Atexakin alfa is a low-dosage formulation of interleukin-6 (IL-6), a cytokine of 185 amino acids with pleiotropic functions in different tissues and organs.
In the nervous system, IL-6 behaves in a neurotrophic-like fashion, inducing anti-apoptotic genes expression, promoting nerve regeneration and remyelination, protecting neurons from toxic injuries. These beneficial effects of atexakin alfa treatment were confirmed in several animal models of peripheral neuropathies including diabetic neuropathy, as well as in other traumatic models such as spinal cord or optic nerve injury, and permanent focal cerebral ischemia in rat. Furthermore, in diabetic neuropathy models, atexakin alfa administration restored the vascular dysfunction associated with established diabetes, thereby completing the pleiotropic therapeutic activities of the molecule.
Over the past several years, converging data demonstrate that in type 2 diabetic patients the combination of diet and supervised physical exercise has a beneficial impact including on nerves’ integrity. Interestingly, a transient secretion of IL-6 from muscle accompanies exercise and it was possible to mimic certain of the exercise’s benefits by injection of recombinant IL-6 in humans.
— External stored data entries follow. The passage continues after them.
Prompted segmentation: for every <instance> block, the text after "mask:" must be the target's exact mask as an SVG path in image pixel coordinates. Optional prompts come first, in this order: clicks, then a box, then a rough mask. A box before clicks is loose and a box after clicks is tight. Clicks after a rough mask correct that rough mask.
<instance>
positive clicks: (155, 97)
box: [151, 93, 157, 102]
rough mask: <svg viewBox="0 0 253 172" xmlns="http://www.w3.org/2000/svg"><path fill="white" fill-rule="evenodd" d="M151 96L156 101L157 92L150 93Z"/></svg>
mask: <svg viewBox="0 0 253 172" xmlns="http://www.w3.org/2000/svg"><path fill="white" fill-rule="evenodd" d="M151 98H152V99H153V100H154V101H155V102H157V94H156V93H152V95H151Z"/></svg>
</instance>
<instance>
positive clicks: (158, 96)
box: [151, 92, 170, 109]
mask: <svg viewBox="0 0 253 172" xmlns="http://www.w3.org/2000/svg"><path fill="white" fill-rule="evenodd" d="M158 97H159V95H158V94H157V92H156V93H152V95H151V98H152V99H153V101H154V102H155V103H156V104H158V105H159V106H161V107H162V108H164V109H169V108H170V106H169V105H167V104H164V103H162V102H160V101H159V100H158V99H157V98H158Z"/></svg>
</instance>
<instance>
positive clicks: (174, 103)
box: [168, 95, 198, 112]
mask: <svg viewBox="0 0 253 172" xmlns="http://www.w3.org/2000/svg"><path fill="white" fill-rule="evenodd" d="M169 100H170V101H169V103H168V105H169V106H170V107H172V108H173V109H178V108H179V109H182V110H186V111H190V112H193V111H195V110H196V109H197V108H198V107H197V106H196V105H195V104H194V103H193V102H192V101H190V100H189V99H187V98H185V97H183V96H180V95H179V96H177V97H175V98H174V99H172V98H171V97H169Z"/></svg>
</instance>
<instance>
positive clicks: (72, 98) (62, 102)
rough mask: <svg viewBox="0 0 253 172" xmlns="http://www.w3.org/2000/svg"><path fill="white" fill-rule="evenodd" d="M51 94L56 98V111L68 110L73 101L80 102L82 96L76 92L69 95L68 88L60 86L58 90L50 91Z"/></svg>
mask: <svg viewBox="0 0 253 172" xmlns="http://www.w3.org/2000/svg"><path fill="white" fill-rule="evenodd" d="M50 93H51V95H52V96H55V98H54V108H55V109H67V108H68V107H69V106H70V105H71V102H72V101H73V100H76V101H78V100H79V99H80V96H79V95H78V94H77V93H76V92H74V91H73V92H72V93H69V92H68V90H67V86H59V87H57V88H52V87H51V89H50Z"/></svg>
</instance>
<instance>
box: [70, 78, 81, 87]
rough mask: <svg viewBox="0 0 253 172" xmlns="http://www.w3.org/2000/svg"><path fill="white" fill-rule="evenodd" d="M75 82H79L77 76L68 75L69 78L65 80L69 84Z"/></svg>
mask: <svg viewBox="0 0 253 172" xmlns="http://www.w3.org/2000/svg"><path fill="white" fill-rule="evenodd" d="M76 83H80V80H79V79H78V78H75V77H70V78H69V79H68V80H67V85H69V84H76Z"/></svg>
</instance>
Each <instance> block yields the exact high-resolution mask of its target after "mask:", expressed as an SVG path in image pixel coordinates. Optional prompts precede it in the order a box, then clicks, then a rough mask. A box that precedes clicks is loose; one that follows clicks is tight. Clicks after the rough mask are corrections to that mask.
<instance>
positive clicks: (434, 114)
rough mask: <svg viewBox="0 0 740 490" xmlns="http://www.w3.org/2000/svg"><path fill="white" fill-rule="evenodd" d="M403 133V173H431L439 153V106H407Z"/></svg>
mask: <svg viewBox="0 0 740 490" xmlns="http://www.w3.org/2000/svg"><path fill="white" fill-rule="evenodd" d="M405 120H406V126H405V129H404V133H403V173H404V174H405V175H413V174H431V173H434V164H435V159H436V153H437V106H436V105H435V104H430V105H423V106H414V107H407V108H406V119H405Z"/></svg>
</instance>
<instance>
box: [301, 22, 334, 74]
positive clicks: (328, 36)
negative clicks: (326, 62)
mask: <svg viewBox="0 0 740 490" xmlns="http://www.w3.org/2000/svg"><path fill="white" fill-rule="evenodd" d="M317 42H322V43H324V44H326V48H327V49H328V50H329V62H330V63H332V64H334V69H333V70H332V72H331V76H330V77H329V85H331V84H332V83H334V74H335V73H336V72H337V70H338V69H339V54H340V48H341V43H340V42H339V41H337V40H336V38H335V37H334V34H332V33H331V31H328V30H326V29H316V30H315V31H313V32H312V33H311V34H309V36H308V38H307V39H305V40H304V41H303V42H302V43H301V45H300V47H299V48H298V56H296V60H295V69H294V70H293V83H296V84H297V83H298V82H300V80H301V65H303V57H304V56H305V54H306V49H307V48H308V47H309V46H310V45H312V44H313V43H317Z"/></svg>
This confirms the beneficial effects observed with atexakin alfa in animal models of diabetic neuropathy.
All these observations suggest that providing additional IL-6, at doses mimicking physiological pulsatile elevation of circulating IL-6 levels that normally occurs during strenuous exercise, will support neuronal repair leading to the reinstatement of normal sensations and slowing down of the disease progression.
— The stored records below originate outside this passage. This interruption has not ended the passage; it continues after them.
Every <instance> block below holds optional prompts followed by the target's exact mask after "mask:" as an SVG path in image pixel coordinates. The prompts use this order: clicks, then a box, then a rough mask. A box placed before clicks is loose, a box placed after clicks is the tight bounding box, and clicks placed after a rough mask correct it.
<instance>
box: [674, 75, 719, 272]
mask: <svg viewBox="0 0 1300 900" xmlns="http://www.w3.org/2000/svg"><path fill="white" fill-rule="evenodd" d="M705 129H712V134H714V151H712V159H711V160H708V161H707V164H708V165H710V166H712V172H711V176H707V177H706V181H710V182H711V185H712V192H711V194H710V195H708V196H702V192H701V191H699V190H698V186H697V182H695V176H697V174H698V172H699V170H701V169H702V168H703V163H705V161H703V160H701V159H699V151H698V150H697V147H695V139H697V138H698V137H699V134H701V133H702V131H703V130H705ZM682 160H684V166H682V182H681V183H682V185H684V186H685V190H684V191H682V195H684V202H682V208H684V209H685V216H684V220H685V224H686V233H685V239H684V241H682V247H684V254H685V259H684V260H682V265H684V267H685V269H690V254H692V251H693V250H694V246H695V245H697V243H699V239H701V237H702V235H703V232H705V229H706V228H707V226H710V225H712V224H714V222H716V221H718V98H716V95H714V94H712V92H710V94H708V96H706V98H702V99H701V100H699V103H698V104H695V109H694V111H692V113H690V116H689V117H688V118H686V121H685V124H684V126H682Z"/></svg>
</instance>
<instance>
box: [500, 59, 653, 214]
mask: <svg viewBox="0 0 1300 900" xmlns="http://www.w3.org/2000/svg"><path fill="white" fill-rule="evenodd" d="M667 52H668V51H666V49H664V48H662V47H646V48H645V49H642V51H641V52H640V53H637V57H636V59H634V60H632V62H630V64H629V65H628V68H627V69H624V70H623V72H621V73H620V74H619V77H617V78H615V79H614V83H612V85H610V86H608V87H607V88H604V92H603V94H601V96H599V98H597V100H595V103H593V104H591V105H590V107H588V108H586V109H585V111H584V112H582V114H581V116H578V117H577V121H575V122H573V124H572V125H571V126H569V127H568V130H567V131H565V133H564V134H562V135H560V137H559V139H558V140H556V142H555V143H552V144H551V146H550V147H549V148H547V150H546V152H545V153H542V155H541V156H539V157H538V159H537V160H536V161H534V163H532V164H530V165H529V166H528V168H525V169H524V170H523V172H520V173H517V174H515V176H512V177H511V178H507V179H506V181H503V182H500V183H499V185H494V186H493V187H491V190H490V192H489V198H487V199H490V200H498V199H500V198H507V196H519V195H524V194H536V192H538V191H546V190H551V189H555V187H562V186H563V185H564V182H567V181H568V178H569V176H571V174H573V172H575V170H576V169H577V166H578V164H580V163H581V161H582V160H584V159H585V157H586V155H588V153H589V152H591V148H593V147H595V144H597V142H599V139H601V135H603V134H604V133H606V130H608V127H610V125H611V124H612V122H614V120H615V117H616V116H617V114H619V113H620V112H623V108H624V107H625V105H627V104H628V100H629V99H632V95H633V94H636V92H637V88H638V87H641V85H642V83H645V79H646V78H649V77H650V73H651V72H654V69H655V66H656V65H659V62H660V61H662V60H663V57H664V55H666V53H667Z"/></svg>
Based on previous clinical investigations as a thrombopoietic factor in different clinical settings, and treating there more than 700 patients, the maximum tolerated dose (MTD) is already established. The selected doses for the diabetic neuropathy clinical trials are considered safe as it is up to 50 times lower than MTD.
Relief Therapeutics intends to engage into a phase II clinical trial campaign with the aim to rapidly generate relevant data to drive decision on late stage development. The trial entitled “ATEXADIANE” for ATEXakin Alfa in DIAbetic NEuropathies will start with a focused, cost-contained trial assessing objective and quantifiable end points for sensory and autonomic neuropathies following limited treatment duration.